KICTANet proposals to the Kenyan judiciary on the use of video conferencing in judicial proceedings during the COVID-19 pandemic

Photo: Maik Meid, used under CC CC BY-SA 2.0 licence (http://flic.kr/p/o1NMBf) Photo: Maik Meid, used under CC CC BY-SA 2.0 licence (http://flic.kr/p/o1NMBf)

 

Publication date: 
April 2020
Author: 
Kenya ICT Action Network (KICTANet)

香蕉视频app安卓As of 23 April 2020, Kenya had 320 confirmed cases of COVID-19 virus, the highest within the East African Community, with around 848 cases. The government has taken steps to contain the spread of the pandemic, including, among others, implementing a nation-wide curfew, mandatory quarantine, contacts tracing and recommending hand washing and sanitising, mask wearing and social distancing measures.

Following the announcement of the pandemic, the Judiciary and the National Council on the Administration of Justice (NCAJ) took measures to scale down the operations of courts across the country, and made recommendations to safeguard the health of court users and court officials. However, these drastic measures have resulted in calls to balance the need to ensure access to justice, service delivery and the health and safety measures. Consequently, the NCAJ has seen it fit to find ways to upscale court operations and quickly pivot them by fast-tracking the use of technology to ensure continued access to justice.

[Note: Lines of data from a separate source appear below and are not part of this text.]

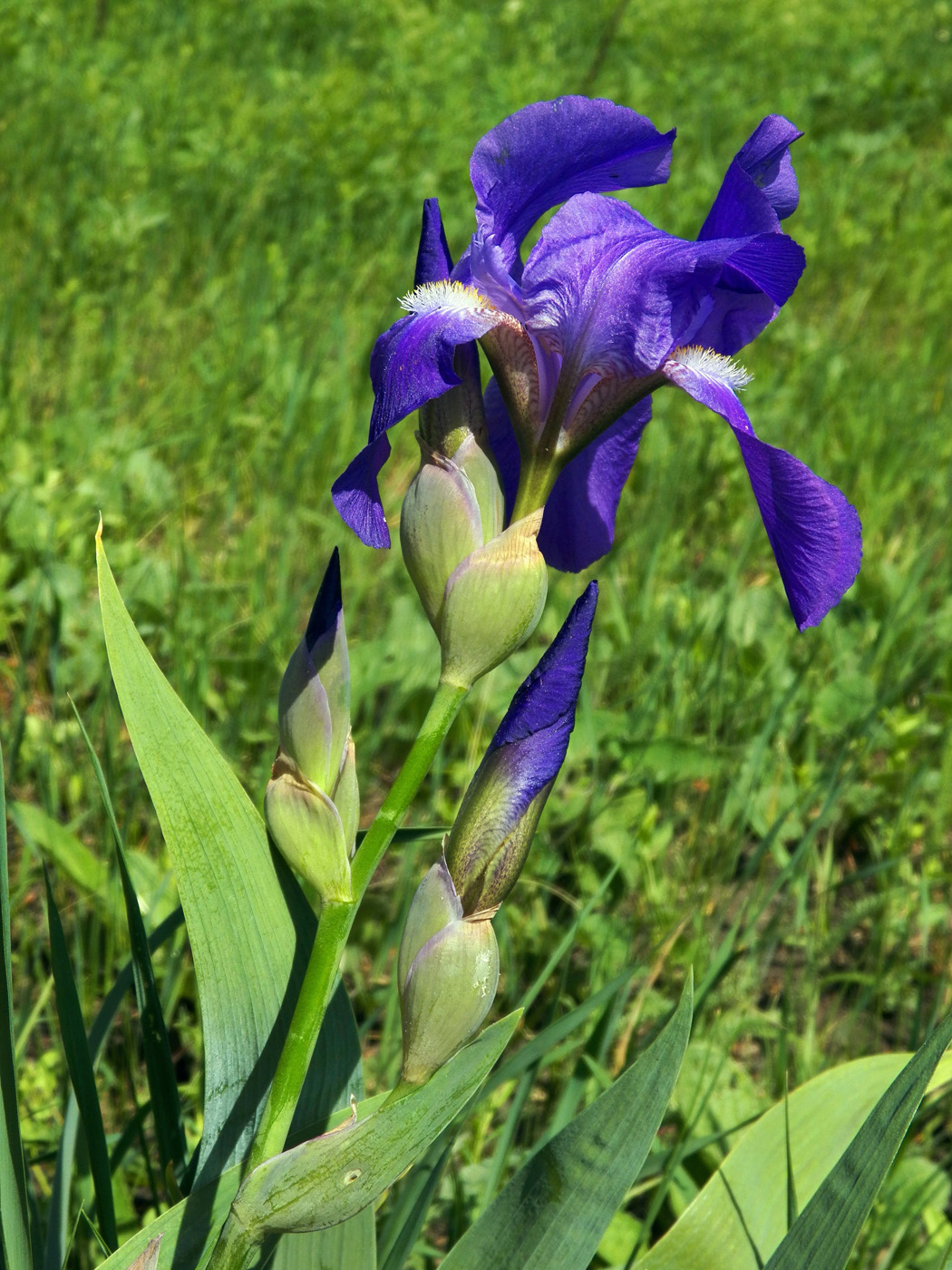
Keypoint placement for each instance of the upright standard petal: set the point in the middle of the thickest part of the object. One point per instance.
(578, 526)
(611, 292)
(759, 187)
(815, 533)
(549, 151)
(578, 523)
(412, 364)
(759, 190)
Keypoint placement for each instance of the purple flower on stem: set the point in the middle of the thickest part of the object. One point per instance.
(492, 832)
(606, 310)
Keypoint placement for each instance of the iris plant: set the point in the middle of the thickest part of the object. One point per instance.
(606, 310)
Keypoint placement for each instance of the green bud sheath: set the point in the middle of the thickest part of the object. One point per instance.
(308, 834)
(305, 726)
(484, 866)
(346, 796)
(441, 523)
(494, 600)
(434, 905)
(476, 463)
(448, 992)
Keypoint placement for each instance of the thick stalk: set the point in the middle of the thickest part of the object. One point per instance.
(334, 927)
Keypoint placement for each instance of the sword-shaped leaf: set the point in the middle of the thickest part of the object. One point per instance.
(740, 1216)
(824, 1234)
(555, 1210)
(15, 1221)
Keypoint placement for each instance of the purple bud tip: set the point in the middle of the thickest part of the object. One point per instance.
(549, 692)
(327, 605)
(433, 259)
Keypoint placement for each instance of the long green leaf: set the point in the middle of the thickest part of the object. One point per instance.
(15, 1221)
(824, 1234)
(80, 1067)
(249, 924)
(740, 1216)
(329, 1178)
(558, 1206)
(247, 950)
(160, 1073)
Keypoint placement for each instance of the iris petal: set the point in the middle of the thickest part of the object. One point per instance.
(759, 187)
(549, 151)
(433, 258)
(814, 532)
(357, 495)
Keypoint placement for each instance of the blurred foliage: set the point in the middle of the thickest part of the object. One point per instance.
(206, 215)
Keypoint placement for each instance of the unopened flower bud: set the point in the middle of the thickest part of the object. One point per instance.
(492, 832)
(311, 804)
(492, 601)
(308, 834)
(448, 972)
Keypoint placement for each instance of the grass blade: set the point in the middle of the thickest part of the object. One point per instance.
(556, 1208)
(80, 1067)
(405, 1219)
(162, 1086)
(15, 1221)
(740, 1216)
(57, 1232)
(235, 895)
(824, 1234)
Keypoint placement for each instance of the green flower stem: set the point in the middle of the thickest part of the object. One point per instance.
(334, 929)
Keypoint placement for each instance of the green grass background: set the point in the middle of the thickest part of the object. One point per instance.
(207, 212)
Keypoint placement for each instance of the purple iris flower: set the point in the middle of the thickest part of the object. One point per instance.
(492, 832)
(606, 310)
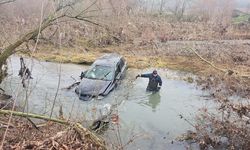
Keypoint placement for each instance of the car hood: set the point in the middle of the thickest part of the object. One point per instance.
(92, 87)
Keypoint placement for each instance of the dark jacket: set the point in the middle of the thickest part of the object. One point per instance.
(153, 81)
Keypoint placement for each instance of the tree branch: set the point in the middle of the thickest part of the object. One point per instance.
(6, 1)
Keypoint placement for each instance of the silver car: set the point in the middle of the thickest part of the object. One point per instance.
(102, 77)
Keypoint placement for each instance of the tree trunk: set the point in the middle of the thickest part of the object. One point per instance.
(9, 50)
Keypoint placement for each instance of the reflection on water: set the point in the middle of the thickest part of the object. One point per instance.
(154, 115)
(152, 100)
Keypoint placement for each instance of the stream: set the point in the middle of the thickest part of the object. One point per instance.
(152, 118)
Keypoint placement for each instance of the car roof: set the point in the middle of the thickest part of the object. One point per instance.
(108, 60)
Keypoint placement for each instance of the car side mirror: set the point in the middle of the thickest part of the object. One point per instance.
(83, 74)
(118, 77)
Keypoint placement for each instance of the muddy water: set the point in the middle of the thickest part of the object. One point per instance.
(153, 118)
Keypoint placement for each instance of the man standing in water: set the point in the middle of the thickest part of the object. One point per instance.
(154, 80)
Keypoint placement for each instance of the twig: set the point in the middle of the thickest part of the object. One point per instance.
(78, 127)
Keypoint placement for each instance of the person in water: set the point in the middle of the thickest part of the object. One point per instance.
(155, 81)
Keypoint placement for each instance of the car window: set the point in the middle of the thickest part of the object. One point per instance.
(100, 73)
(121, 63)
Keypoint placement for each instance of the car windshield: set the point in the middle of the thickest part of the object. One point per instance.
(100, 73)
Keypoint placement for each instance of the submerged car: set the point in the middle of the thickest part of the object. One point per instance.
(102, 77)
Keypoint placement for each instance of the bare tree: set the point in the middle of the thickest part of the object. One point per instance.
(63, 9)
(179, 9)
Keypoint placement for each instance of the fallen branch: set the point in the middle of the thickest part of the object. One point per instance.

In the past month, the NCAJ and various courts across the country have demonstrated their versatility, resilience, innovation and ability to leverage on video conferencing applications to hold meetings and deliver judgements and rulings respectively. These efforts to adapt are indeed commendable and KICTANet applauds the effort. KICTANet further welcomes the recent announcement by the Chief Justice that Microsoft has donated its Microsoft Teams video conferencing application for use by the Judiciary in the coming weeks.

The rapid adoption of video conferencing technologies is not without its fair share of challenges. Courts still need to address the legal issues surrounding technology usage, capacity of court users to understand and use of the technologies, the application features and the new procedures required. Further, the financial resources to ensure the availability of functional equipment, reliable internet connectivity and technical support will be key. A critical challenge, in our view, is the lack of clear guidelines on etiquette and procedures when conducting court sessions through video conferencing. It is worth noting that while virtual court sessions are similar to open court proceedings, it is not enough to translate open court procedures to virtual sessions.

In light of this, KICTANet submitted this memorandum to the Chief Justice of the Republic of Kenya with a series of recommendations on legal aspects, technical aspects, responsibility for video conferencing, arrangements before commencement of proceedings, and conduct of proceedings and audience management, among other aspects.